A nau dos piratas.
Todo
mundo socado na nau. Gangsters buscando sobrevivência em meio a tantos
outros marinheiros de primeira viagem e inocente pessoal de bordo, que
veem seu idealismo afundar no emaranhado e na confusão.
A
nau percorria mares tranquilos, sempre no mar de almirante em céu de
brigadeiro. Nada parecia perturbar seu rumo, sem transparência com
porões abarrotados de moedas.
Todavia,
oficiais e marujos mais ambiciosos provocaram o motim. Não foi por
acaso, mas a nau parou em noite escura com alerta de tempestade.
Tornou-se um barco dos horrores, enquanto o povo ribeirinho observa,
inerte, pasmado e incapaz de reclamar dos espetáculos dantescos e
kafkianos que são noticiados diariamente.
Os
ribeirinhos, guiados pelos holofotes da imprensa e na TV, reagem
conforme é dado foco em imagens caleidoscópicas. Enquanto o show se
desenvolve, os ribeirinhos, agrupados às margens da mídia, são roubados a
conta gotas, sendo, portanto, chamados a pagar o aumento das contas de
tudo. Seus bolsos são esvaziados, mas seguem em sua rotina de longo
tempo sofrida.
O
show da nau preenche o pobre cinema diário. Todos os dias chegam à
terra escaleres com piratas que vão para a prisão. Perguntam: “que país
é este?” Da plateia desempregada ou mal aposentada, em qualquer caso
endividada, pode-se ver o palco das mil surpresas. É o desmonte de
impérios pessoais dos piratas, mansões, carros de luxo, fazendas, obras
de arte, firmas de lavagem de dinheiro. Não deu certo o esquema
tradicional montado por assessores e especialistas de várias profissões.
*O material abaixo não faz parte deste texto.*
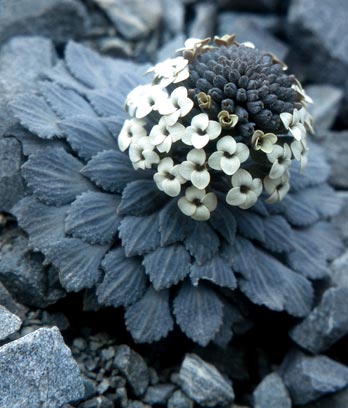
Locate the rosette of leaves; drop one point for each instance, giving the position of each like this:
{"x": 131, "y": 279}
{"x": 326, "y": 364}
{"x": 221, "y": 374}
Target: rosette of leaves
{"x": 105, "y": 225}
A receita, a cartilha do esquema para assegurar o enriquecimento
ilícito e a eleição e a reeleição de propinados não deu certo.
Economistas, contadores, advogados e todos que ajudaram a pensar e
montar o sistema de lavagem foram reprovados.
Denúncias e mais denúncias diárias aparecem. A nova supera a anterior.
O
fascismo do discurso dos piratas em escusas e fugas é impressionante.
Nunca se mentiu tanto e com tal cara de pau. Frases de efeito, negativas
esdrúxulas são usadas para tirar o corpo fora. As negativas são
absurdas, tendo o povo com néscio, burro e imbecil.
Os
nobres e reis da República veem a nau em apuros. Há barcos da alfandega
por todos os lados, klips e bergantins seguem a nau, cuja gávea tem a
bandeira do “Jolly Roger”, a famosa caveira com ossos cruzados, já a
meio mastro.
Todo
mundo envolvido, lutando para salvar o prestígio, a vaidade, o orgulho e
a própria pele, um em detrimento do outro no grito de salve-se quem
puder, mesmo sabendo que salva-vidas e escaleres foram retirados, tantos
já foram os presos enviados para terra. A atração é diária, superou
até o futebol de clubes falidos. O discurso é falido, mentiroso, não
vale mais o “se colar colou”. A nau perde contato com os portos, seu
pessoal de terra e os inúmeros armazéns em ilhas, onde se escondia o
“money“, o “stach (muamba)” bilionário e eram lavadas todas as finanças
em empresas de fachada ou não.
O
terror é generalizado, afeta a todos e as prisões se preparam para
receber os “vips”, os quais eram tidos como intocáveis, uma casta, não
como na Índia, mas aqui superior.
Na
nau, como metáfora, está sendo encenada uma ópera bufa que deixa
qualquer um no chão. Nunca se viu obra tão ruim, tão ridicularmente
representada. Na nau o conflito interno é explícito. A equipe do som não
se entende com os figurinistas e os atores, todos de alta qualidade,
perdem-se no palco. O script já se perdeu. Cada um segue o seu próprio.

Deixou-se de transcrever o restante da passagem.